Security staff made the discovery on Nov. 21. The university said an attacker exploited an undetected software flaw in the restricted database over a period of one year, between October 2005 and November 2006. The database contained names, Social Security numbers, dates of birth, home addresses and other contact information, the university said.
"UCLA is notifying all of those individuals in the database, even though a continuing investigation indicates that the computer trespasser sought and obtained only some of the information," according to a statement issued by the university in an alert posted on its Web site. "There is no evidence to suggest that personal information has been misused."
When the discovery was made, security staff immediately blocked access to Social Security numbers and began an investigation, said Norman Abrams, the university's acting chancellor, in a letter sent to potential victims. Abrams said the university also notified the FBI, which is conducting its own investigation.
"While the university currently utilizes sophisticated information security measures to protect this database, several measures that were already underway, have been accelerated," Abrams said.
Data breaches have been making headlines in 2006. According to a list posted by the watchdog group, Privacy Rights Clearing House, dozens of breaches have taken place in recent months.
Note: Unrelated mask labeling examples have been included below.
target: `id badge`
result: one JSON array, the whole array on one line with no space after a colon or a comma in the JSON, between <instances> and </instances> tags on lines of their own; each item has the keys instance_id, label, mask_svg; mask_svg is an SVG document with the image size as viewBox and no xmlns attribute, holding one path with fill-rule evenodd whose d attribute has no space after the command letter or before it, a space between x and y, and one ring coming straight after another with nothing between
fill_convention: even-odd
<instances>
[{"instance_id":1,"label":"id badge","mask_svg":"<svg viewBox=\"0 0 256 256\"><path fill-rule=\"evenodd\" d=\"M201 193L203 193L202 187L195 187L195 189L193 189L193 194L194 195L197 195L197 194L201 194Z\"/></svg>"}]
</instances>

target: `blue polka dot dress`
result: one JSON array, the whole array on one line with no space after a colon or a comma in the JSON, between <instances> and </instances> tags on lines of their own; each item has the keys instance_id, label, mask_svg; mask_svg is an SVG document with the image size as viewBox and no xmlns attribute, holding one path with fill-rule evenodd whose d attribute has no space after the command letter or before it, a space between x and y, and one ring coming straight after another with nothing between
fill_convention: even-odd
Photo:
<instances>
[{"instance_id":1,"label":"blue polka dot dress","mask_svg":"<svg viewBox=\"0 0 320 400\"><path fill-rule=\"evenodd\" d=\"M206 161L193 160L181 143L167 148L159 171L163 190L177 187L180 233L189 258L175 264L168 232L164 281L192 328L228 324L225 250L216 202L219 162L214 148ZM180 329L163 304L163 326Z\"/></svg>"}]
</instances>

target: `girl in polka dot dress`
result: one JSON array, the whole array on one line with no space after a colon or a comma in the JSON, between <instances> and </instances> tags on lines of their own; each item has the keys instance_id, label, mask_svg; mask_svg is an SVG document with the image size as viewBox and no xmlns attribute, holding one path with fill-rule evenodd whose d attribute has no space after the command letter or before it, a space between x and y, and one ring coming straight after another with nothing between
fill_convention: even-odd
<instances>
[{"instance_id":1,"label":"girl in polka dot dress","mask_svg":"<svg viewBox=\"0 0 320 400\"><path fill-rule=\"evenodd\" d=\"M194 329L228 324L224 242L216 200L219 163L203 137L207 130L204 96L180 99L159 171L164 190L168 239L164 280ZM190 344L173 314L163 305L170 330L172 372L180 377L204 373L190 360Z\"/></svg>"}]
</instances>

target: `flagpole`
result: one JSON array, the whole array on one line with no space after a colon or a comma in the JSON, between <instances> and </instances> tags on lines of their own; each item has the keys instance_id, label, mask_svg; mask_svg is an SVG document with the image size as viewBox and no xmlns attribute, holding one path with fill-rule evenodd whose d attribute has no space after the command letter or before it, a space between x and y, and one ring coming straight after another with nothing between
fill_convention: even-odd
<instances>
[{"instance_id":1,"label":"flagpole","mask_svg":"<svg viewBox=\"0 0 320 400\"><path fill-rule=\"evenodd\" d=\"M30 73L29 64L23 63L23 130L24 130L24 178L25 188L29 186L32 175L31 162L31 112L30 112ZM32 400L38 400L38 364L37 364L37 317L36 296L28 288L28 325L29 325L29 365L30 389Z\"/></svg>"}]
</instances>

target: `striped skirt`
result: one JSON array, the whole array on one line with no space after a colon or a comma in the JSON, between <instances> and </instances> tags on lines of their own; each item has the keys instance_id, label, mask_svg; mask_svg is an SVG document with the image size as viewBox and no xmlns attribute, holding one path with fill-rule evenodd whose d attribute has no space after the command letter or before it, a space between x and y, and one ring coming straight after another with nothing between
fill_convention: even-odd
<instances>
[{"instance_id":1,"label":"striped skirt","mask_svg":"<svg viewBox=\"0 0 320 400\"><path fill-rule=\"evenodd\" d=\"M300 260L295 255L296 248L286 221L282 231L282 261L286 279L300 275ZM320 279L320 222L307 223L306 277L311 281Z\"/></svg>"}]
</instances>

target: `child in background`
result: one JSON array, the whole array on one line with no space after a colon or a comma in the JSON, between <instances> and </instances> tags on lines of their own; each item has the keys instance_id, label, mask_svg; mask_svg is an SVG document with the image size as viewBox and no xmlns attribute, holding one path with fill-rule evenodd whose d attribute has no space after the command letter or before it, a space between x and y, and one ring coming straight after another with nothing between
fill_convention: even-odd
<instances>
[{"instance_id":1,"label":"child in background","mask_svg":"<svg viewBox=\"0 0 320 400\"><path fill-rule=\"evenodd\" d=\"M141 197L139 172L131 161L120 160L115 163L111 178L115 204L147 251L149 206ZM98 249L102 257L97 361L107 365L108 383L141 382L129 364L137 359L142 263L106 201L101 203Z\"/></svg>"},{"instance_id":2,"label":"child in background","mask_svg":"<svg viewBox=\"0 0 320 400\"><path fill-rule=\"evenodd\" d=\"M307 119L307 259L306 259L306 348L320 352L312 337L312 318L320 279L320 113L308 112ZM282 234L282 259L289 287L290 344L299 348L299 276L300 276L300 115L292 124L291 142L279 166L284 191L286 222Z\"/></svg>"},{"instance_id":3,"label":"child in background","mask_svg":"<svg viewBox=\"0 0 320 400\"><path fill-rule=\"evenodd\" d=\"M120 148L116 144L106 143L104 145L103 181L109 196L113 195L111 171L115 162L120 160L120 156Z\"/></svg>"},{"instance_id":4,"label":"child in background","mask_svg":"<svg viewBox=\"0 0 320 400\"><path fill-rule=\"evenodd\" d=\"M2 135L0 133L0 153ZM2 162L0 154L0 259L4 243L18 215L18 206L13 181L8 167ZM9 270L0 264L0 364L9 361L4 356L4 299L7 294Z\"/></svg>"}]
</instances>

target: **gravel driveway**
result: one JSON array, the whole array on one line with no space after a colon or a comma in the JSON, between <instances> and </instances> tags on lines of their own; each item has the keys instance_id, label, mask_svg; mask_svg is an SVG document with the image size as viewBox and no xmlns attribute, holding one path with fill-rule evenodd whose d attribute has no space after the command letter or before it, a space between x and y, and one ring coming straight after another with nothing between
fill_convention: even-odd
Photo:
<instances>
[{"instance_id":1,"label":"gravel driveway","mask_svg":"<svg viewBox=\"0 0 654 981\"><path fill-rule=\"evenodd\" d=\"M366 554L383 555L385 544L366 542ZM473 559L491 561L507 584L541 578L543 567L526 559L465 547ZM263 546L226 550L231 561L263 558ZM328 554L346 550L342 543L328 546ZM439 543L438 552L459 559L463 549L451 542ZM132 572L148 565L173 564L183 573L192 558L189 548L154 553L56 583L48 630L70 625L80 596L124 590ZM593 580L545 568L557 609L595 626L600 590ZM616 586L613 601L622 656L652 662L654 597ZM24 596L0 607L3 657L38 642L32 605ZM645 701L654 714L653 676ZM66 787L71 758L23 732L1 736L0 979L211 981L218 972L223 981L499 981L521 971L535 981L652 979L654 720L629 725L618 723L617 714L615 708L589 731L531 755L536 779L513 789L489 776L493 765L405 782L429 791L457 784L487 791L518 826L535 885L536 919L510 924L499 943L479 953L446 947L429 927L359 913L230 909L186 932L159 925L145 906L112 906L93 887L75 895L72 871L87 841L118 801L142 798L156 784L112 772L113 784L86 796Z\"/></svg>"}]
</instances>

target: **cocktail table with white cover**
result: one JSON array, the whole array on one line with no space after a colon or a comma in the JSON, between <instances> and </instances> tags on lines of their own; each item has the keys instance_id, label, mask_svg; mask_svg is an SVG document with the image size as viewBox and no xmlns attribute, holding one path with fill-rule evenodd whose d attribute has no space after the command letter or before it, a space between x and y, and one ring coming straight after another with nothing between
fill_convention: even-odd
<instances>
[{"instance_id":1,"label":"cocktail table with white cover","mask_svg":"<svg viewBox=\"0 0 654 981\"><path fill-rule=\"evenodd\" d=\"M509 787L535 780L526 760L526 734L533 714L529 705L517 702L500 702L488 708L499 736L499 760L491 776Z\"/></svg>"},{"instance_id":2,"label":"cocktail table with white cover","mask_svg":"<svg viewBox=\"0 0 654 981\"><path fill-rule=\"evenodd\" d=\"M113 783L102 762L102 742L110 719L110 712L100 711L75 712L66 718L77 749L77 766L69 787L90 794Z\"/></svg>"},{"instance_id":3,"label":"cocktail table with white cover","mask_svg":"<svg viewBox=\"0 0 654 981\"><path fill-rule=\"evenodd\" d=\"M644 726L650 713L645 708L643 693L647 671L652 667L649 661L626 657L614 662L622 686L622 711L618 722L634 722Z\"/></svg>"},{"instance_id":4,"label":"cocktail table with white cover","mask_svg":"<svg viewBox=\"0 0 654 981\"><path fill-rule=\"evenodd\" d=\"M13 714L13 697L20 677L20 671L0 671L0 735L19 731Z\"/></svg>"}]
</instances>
While, the UCLA breach was one of the largest involving a U.S. higher education institution, businesses have been grappling with data protection and notification of breaches.
In August, AT&T notified about 19,000 customers that their personal data was compromised after digital miscreants hacked one of its computer systems and gained access to credit card information and other personal data. In late 2005, a timeshare unit of Marriott International Inc. notified over 200,000 customers that a data on backup tapes were stolen.